Lycamobile artwork to appear on the side of a SIM card vending machine in certain Irish boutiques.
The aim is always to give the least stress possible with these kind of screen designs and all outdoor in my opinion. I often try to put myself by the side of the viewer in these instances to add a site-specific touch and an appreciation that the advert will be relative/harmonious to/with to it’s surroundings.
This design was inevitably complex mainly due to the product manager adding comms/features along the way, but I hope that the beautiful colourings and geometric forms culminate together to give a warm sense of security (the sun) combined with a deep, fascinating blue of the sea leading to a clarity in the white elements (the communications). I really love how deeply you can associate with the simple geometric forms and colours on a base level that hopefully undercuts all of the other advertisements on the market that seek to grab attention in different ways. The design shouts out at you but in a beautiful way! It’s like how Kandinsky would have seen the Opera.

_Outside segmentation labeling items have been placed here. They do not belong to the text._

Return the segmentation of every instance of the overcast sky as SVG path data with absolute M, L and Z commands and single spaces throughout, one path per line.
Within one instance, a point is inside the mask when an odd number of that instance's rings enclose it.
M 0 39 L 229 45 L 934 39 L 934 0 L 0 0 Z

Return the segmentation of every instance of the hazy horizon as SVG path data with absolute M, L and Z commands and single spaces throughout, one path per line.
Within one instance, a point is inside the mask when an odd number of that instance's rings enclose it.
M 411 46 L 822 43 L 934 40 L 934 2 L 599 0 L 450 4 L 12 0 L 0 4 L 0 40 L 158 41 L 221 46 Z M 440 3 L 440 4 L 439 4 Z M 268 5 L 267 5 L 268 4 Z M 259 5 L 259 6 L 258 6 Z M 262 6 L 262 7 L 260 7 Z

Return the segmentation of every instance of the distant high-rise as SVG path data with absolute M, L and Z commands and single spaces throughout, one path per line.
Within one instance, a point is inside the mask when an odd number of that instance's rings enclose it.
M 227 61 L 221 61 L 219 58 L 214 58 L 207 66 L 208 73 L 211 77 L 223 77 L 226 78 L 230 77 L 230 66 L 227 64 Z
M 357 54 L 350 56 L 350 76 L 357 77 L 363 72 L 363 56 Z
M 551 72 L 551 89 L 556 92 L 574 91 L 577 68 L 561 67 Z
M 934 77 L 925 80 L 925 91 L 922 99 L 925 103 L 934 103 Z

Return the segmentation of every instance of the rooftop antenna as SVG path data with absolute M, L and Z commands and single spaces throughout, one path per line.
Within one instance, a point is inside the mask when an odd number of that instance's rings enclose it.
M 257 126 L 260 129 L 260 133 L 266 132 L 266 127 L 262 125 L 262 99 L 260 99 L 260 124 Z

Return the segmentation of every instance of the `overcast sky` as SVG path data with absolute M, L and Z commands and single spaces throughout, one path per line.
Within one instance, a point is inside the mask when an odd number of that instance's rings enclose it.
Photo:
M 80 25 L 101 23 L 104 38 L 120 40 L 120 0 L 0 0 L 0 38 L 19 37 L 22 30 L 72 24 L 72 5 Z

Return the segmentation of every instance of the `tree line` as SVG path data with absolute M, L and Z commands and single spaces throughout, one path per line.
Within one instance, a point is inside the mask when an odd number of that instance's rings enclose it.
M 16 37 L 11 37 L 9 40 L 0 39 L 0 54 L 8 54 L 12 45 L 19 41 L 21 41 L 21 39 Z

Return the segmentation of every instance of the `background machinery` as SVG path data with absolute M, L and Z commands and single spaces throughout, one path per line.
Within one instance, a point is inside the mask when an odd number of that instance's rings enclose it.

For me, seeing this design evolve in-house over a period of about a year was a fascinating journey and I feel that this combination of efforts has led to an intriguing and well balanced outcome in the above. Thanks largely to the efforts of Robin Sutherland (Head of communications Lycamobile) and in it’s initial conception, Alvaro d’Apollonio (graduate of Central St.Martin’s college London) we have combined a deep sense of harmony using the simple geometric forms and shapes found in nature (i.e. the sun, sea and a tree/download shape combo) and also a strong centerpiece using the striking contrast of the bright pink to yellow gradient, whilst still getting the message across in the clearest form of White Helvetica font, which was the clearest possible choice against the other strong, competing elements.
I look forward to animating the above hopefully in some subtle ways that speak to the customer on his/her terms, not as an attempt to hijack his/her conscious and more often than not, carnal desires, as so many adverts seem to do, almost insulting the customer and treating him/her basically like animals.